In realtà, in fondo in fondo, un po’ di paura c’è. Chi non l’avrebbe. Eppure, prevale la gioia di riabbracciare fratelli e sorelle nell’altro capo del mondo; nel cuore la voglia di essere con loro in questo momento difficile; l’entusiasmo di poter raccontare che non sono soli. Più passano le ore, più avverto vero e attuale quel «Giovani di tutto il mondo unitevi», lanciato da Chiara Lubich, fondatrice del Movimento dei Focolari, nel 1967. Allora come oggi: tensioni sociali e diseguaglianze. Ricordarlo fa vibrare le corde della mia anima, mi spinge ad alzarmi dalla comodità del divano, dalla sicurezza della mia intimità, per poter incontrare, capire, accogliere il fratello o la sorella che mi sono accanto.
Proprio quest’anno, la ventesima edizione della Settimana Mondo Unito approfondisce il tema dell’interculturalità. Quando me la presentarono la prima volta, rimasi affascinato. Un'occasione unica, nella quale (in tutto il mondo) si intensificano gli sforzi per mostrare, alle persone e alle istituzioni, che è possibile credere in un mondo unito; mostrare che ci sono persone che nel silenzio di tutti i giorni decidono di amare piuttosto che giudicare, cercano di accogliere piuttosto che emarginare. Insomma, provano a costruire ponti di fraternità!
Dopo Budapest (dove nel 2012 fu lanciato lo United World Project), si è fatto capolino a Gerusalemme, Nairobi e Mumbay, punti caldi del mondo, ma dai quali si è testimoniato che la fraternità universale è qualcosa di reale, tangibile, non un'utopia o il sogno di pochi! Quest’anno, destinazione Sud America. Mentre sto tornando a casa, la mente inizia a viaggiare e fantasticare. Inizio a chiedermi cosa succederà domani, chi incontrerò, cosa potrò fare per rendermi utile; poi, un trillo mi fa trasalire: è un messaggio whatsapp di chi è già arrivato lì da poche ore.
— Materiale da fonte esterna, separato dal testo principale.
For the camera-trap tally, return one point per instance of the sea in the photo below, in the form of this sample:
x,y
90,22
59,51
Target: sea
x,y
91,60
Mi guardo intorno, mi rendo conto che c’è una signora anziana che cerca posto e uno straniero che cerca informazioni (ma con scarso interesse da parte delle persone che gli stanno attorno). Mi alzo e faccio accomodare la signora; con un sorriso cerco lo sguardo dello straniero e cerco di rispondere alle sue domande. Parla poco italiano e mi accorgo che ha sbagliato strada. Cerco di fargli capire come fare per tornare a casa. Alla fine, scendendo, mi ricambia con un sorriso. È vero: domani sarò a Quito. Ma la fraternità inizia dai piccoli gesti, dai piccoli atti d’amore di tutti i giorni.